Die Ergebnisse der Studie lassen erwarten, dass China die bestehende Lücke schließen und in naher Zukunft die EU in den meisten Aspekten der Zusammenarbeit mit Afrika überholen wird. China hat bewiesen, das Engagement mit den 55 afrikanischen Nationalstaaten erfolgreich managen zu können. Es ist auf dem besten Weg, die traditionelle Vormachtstellung der europäischen Staaten in Afrika abzulösen.“
… was nun wohl endgültig besiegelt ist.
Lieber Herr Seitz,
vielen Dank für diese Artikel. Eine Lösung dieses Problems ist eine Mammutaufgabe, die eines starken und charismatischen Führers und Lenkers bedarf. Von den 54 Nationen in Afrika erlauben nur Rwanda, Benin, The Gambia, Seychelles und Ghana einen innerafrikanischen, visafreien Verkehr. Infrastruktur ist eine der dringendsten Herausforderungen in Afrika; hier könnte die EU punkten, wenn sie sich als leistungsfähiger Partner positionieren würde. Leider sind die großzügigen Kredite und Bauprojekte Chinas unter dem Strich Knebelverträge, die das Land in eine Abhängigkeit von China zwingen. Kein Afrikaner würde seine Heimat verlassen, wenn es genügend Arbeit sowie politische und wirtschaftliche Stabilität gäbe.
Eine Lösung des augenscheinlich gordischen Knotens ist schwierig; jedes Land hat seine eigenen politischen Interessen und Herausforderungen. Jedoch Unsummen an Entwicklungshilfe in ideologische Projekte oder marode Systeme zu pumpen, kann ebenfalls keine Lösung sein. Westliche Länder sollten klare Ziele vorgeben und die Vergabe weiterer Hilfe vom Erreichten abhängig machen.
Nur ein kleines Beispiel vom letzten Business Trip nach Tanzania: Ein Fahrer, der jederzeit zur Verfügung steht, kostet 50 Euro. Im Monat!
Jetzt kann sich jeder selbst überlegen, ob das gut ist.

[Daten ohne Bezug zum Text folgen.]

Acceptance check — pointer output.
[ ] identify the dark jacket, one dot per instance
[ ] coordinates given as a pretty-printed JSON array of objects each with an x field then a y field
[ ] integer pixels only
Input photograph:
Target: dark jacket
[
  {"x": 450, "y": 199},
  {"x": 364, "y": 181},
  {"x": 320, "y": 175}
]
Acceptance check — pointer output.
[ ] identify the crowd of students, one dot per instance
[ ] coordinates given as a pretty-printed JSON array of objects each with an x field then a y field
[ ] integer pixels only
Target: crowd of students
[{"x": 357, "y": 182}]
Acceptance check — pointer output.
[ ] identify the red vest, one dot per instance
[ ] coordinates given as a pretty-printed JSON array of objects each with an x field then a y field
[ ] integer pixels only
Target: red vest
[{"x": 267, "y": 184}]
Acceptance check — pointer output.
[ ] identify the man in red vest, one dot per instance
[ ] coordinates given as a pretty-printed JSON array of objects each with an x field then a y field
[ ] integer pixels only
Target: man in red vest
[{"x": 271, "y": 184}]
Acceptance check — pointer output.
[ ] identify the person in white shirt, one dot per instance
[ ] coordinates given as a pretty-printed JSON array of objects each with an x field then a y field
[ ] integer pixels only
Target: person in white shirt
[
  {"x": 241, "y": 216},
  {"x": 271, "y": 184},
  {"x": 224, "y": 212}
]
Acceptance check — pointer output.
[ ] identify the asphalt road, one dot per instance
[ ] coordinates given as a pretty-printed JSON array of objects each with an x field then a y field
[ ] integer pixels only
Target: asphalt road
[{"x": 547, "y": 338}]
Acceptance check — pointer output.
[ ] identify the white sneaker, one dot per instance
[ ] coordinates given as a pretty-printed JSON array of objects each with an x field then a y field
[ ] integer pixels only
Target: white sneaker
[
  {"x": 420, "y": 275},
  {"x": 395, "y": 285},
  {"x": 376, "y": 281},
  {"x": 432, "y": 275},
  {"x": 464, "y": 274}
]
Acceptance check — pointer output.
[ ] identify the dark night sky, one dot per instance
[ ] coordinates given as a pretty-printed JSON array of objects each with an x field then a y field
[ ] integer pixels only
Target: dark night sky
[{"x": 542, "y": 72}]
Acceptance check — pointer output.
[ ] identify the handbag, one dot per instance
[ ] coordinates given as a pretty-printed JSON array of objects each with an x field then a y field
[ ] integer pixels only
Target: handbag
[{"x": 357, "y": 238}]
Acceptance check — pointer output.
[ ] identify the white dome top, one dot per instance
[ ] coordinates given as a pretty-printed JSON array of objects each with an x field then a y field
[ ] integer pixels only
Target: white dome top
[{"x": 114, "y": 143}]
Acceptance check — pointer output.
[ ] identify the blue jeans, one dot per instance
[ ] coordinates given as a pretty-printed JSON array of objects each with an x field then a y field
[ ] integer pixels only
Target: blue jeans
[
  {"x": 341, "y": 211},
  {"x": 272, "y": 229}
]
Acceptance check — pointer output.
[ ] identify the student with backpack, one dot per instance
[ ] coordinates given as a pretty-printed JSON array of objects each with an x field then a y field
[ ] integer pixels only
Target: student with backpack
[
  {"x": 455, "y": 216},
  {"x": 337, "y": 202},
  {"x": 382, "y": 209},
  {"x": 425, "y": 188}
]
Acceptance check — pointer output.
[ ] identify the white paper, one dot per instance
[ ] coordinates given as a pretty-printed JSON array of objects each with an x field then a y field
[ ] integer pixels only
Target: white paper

Mein Kollege durfte nach Nigeria. Am Flughafen hat er zwei Security Leute zur Seite gestellt bekommen. Inklusive Kalaschnikow.
Gut?
Westliche Institutionen, wie hier die Institution der Freihandelszone, schaffen eben keinen westlichen Wohlstand, wenn die darunterliegenden kulturellen Einstellungen und Gepflogenheiten nicht dazu passen. – Ich habe keine Ahnung, was den Afrikanern gut tun würde. Aber ich weiß, dass der der bloße Export von „Westlichkeit“, egal in welcher Form, nichts nützt, vielleicht schadet. Die westliche Idee, dass „wir“ wüssten, was Afrika gut tun, stellt sich immer mehr als enorme Anmaßung heraus. Jedenfalls das könnte man aus den letzten 60 Jahren Entwicklungs-„Hilfe“ lernen. (Wenn man das überhaupt will; viele scheinen es nicht zu wollen.)
@Walter Weimar: Wenn ich jetzt hier schreibe, wie man das deutsche Bildungsniveau innerhalb einer Generation anheben könnte, dann käme am Montag morgen um 6 Uhr Besuch. Alternativ ein weiterer Strafbefehl. Habe ich keine Lust für, denn mein Bademantel ist gerade in der Wäsche.
Deutsche Politiker träumen vom (Inter-) (National-) Sozialismus. Der funktioniert nie als System, sondern immer nur bis ihm das Geld der anderen ausgeht. Das hält die Sozialisten nicht davon ab, ihren absurden Traum weiterzuträumen.